Because it is suspended from a boom arm, the Sun-Swatter allows you to get it into places that would otherwise be difficult.
This was shot in a small corner of a yard, behind a wall and some recycling bins. Our assistant used the boom arm of the Sun-Swatter to fly it up over the wall and above our model Luciane to diffuse the overhead light. A silver Sunbounce Pro reflector is off to the side mounted on a C-stand to throw some light into this corner. We also had our makeup artist Kahulani hold a silver Sunbounce mini below to add some fill.
We also used the Sun-Swatter in a bit of an unorthodox way. This was shot in the living room against the windows. There was late afternoon sun streaming in from the oceanside windows, creating hotspots in the area we were shooting in. A technique I remembered from photographer Joe McNally was to use a white bedsheet over a window to diffuse harsh light. Since we didn't have a bedsheet handy, I took the Sun-Swatter and propped it up against the window - turned out to be the perfect size to cover it.

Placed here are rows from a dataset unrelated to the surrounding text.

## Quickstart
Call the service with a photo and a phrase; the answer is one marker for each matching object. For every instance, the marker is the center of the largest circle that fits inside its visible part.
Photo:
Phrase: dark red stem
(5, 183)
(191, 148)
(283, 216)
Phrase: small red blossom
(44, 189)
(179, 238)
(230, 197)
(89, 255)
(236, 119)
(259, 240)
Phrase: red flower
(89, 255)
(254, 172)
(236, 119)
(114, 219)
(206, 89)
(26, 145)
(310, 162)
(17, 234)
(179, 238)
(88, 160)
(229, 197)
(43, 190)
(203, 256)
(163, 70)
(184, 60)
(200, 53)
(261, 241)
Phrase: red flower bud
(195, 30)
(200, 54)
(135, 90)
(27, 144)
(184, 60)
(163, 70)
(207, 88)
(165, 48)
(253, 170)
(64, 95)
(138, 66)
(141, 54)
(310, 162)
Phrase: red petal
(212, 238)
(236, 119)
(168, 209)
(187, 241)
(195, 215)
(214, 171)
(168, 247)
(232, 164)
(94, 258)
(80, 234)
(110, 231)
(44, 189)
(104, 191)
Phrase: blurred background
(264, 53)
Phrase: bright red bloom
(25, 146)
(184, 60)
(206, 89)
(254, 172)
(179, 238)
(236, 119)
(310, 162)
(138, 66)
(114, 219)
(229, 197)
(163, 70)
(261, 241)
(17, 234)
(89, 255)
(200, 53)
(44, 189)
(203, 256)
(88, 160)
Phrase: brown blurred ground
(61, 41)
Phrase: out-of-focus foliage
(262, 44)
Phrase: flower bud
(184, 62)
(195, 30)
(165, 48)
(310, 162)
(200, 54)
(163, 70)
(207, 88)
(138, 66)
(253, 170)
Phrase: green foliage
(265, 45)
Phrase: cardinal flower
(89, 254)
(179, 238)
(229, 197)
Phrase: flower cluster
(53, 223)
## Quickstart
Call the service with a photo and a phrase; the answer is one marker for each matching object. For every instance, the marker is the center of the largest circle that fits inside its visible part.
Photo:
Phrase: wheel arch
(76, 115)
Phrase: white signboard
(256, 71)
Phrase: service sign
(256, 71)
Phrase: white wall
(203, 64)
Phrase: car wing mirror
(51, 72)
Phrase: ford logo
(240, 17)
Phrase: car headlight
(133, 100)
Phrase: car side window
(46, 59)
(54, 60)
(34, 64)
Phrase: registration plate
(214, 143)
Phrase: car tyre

This softened the light coming into the living room, but also made it rather dark. To compensate, I set up a WL1600 at full power outside and aimed it towards the window.
This had the effect of creating a 4x6 softbox pressed up against the window. We also used a silver Sunbounce reflector in the living room on the opposite side of our model Whitney to fill in the shadows a bit.
Probably not one of the ways the creators of this product intended, but it worked out pretty well.